正则表达式匹配 HTML 标签内的属性,其中可能包含 php 代码
一般来说,我会将 HTML 属性与此正则表达式进行匹配,
\w+=".*?"
但是当 HTML 包含 PHP 代码时,它会变得有点危险。请考虑以下标记:
<option value="<?php echo $img; ?>"<?php echo ($hpb[$i]['image_filename']==$img?' selected="selected"':''); ?>>
<?php echo $img; ?>
</option>
上述正则表达式将匹配 PHP 逻辑内部确定的属性 selected="selected"
。有没有一种方法可以匹配不在 PHP 标签内的属性,同时仍然匹配其值可能包含 PHP 逻辑的属性?如果不是,我可以删除不属于属性值的 PHP 代码吗?
编辑:这就是我到目前为止所拥有的:
\w+="(((.(?!<\?php))*?)|((.((?=<\?php).*?(?=\?>))*)*?))*"
这基本上意味着匹配一个以空格开头的字符串,然后贪婪地匹配字母数字字符,后跟等号,后跟双引号,然后匹配以下两个中的任何一个,同时捕获尽可能多的字符:
- A不包含字符串
的字符序列
- 包含模式
<\?php.*?\?>
或换句话说的字符序列贪婪地匹配属性的值部分及其所有 PHP 代码 所有这一切,直到遇到结束双引号......
Generally I'd match HTML attributes with this regex
\w+=".*?"
but when the HTML contains PHP code it gets kind of dicy. Please consider the following tag:
<option value="<?php echo $img; ?>"<?php echo ($hpb[$i]['image_filename']==$img?' selected="selected"':''); ?>>
<?php echo $img; ?>
</option>
the above regex will match the attribute selected="selected"
which is determined inside PHP logic. Is there a way to match attributes which are not inside PHP tags while still matching the ones whose value may contain PHP logic? If not could I just remove the PHP code which isn't part of an attribute value?
EDIT: Here's what I have so far:
\w+="(((.(?!<\?php))*?)|((.((?=<\?php).*?(?=\?>))*)*?))*"
Which basically means match a string which starts with a SPACE then greedily match alphanumeric characters followed by EQUALS sign followed by double quote and then match any of the following two while capturing as many characters as possible:
- A sequence of characters which does not contain the string
<?php
- A sequence of characters containing the pattern
<\?php.*?\?>
or in other words greedily match the value part of the attribute with all of its PHP code
All of that till a closing double quote is encountered...

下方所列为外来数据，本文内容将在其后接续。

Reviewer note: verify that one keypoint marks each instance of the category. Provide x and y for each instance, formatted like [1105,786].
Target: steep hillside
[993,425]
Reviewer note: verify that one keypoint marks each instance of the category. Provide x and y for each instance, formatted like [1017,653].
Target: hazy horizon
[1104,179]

如果你对这篇内容有疑问,欢迎到本站社区发帖提问 参与讨论,获取更多帮助,或者扫码二维码加入 Web 技术交流群。
绑定邮箱获取回复消息
由于您还没有绑定你的真实邮箱,如果其他用户或者作者回复了您的评论,将不能在第一时间通知您!
发布评论
评论(1)
这将匹配 PHP 代码段或完整的
attribute="value"
序列,其中值可能包含 PHP 代码。每场比赛结束后,您可以通过检查捕获组的内容来了解捕获的内容。如果您匹配的是纯 PHP 段,则除group[0]
之外的所有段都将为空;否则,group[1]
将包含属性名称,group[2]
将包含值。正则表达式假定
<
将仅出现在属性值内,作为标记的开头。当然,这在语法上不是一个有效的假设,但无论如何它可能是安全的。如果您需要的话,我可以使正则表达式更加精确,但它的可读性也会大大降低。
This will match either a PHP code segment or a complete
attribute="value"
sequence in which the value may contain PHP code. After each match you can find out what you caught by checking the contents of the capturing groups. If it's a pure PHP segment you matched, all butgroup[0]
will be empty; otherwise,group[1]
will contain the attribute name andgroup[2]
will contain the value.The regex assumes
<
will appear inside an attribute value only as the beginning of a<?php
tag. Of course that's not a syntactically valid assumption, but it's probably safe anyway. I can make the regex more precise if you need me to, but it will be also be much less readable.